To advance in the understanding of the Earth's carbon cycle, it is necessary to determine thermodynamic boundaries and kinetic barriers associated with the pressure-induced polymorphic sequence of alkaline-earth carbonates. Following a symmetry-based strategy within the martensitic approximation, we propose a two-step mechanism mediated by a hexagonal P6₃/mmc structure for the aragonite to post-aragonite transformation in the MCO₃ (M = Ca, Sr, Ba) crystal family. The calculated transition pressures and activation energies, from ∼7 to 42 GPa and ∼0.3 to 0.6 eV, respectively, are low enough to allow this transformation to occur under mantle conditions. Our analysis reveals that the intermediate hexagonal structure is the early one proposed by Holl et al., Phys.

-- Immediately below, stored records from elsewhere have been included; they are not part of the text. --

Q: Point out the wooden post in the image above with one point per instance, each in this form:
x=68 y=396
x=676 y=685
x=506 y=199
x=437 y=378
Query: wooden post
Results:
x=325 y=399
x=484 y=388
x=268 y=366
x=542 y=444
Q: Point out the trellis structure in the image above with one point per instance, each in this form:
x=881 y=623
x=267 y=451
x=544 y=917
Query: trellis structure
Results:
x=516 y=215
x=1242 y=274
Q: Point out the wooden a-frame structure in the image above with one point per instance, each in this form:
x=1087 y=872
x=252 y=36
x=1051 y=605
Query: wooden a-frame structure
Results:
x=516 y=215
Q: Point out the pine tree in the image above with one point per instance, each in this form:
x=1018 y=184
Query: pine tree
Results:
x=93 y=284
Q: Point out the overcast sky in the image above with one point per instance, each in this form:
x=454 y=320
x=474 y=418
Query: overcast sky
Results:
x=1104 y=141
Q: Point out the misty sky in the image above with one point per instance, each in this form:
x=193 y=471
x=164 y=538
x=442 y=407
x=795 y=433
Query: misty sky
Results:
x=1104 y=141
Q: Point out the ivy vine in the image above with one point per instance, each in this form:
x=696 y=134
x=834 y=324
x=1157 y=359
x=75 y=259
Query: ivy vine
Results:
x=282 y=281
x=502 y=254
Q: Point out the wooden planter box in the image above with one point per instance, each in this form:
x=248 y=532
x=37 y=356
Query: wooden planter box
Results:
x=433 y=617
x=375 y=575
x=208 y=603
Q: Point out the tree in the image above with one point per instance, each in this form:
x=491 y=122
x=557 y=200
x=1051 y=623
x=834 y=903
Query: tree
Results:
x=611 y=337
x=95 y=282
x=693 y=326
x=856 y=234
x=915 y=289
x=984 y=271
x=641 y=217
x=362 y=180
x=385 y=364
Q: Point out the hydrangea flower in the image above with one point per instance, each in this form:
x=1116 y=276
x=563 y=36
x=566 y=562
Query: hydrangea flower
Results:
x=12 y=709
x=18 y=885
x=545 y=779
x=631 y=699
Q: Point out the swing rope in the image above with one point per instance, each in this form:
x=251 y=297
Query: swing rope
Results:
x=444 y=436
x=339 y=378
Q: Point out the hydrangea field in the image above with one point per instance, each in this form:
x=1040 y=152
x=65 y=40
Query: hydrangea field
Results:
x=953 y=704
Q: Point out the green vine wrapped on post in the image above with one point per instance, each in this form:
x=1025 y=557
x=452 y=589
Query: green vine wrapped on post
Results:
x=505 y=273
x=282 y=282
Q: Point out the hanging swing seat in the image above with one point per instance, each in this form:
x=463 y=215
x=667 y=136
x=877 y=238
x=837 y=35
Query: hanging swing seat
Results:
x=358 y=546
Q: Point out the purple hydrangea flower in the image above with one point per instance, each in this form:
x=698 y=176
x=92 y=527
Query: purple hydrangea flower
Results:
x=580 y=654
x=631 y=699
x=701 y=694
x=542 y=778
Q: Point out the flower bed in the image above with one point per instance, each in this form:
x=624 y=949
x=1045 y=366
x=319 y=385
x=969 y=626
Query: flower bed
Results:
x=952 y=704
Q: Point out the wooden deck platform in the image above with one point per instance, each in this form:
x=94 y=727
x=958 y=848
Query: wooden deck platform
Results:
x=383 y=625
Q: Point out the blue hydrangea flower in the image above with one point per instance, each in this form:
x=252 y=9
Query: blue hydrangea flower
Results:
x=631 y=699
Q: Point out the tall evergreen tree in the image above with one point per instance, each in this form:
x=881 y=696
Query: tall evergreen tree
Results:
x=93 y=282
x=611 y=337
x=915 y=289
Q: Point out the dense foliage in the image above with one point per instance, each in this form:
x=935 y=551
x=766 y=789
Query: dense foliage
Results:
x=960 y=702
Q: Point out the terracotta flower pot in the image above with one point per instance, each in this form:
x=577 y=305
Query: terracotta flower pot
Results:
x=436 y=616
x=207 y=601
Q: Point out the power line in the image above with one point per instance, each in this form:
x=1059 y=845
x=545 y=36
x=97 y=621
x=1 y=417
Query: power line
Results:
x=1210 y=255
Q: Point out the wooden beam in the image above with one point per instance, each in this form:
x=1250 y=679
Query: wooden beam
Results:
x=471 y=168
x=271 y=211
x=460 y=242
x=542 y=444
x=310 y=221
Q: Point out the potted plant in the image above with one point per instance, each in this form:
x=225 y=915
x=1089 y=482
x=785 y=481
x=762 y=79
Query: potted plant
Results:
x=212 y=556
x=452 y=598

Chem. Miner., 2000, 27, 467–473 for high pressure BaCO₃, and later considered as metastable. Phonon calculations inform that this P6₃/mmc structure is in fact unstable at zero pressure. Remarkably, our molecular dynamics calculations showed that this instability smoothly leads to a dynamically stable P6₃mc structure, which we confirm is actually the phase observed by Holl et al. This finding allows us to reconcile previous controversial data and contributes to clarifying the role of carbonates in the Earth's interior.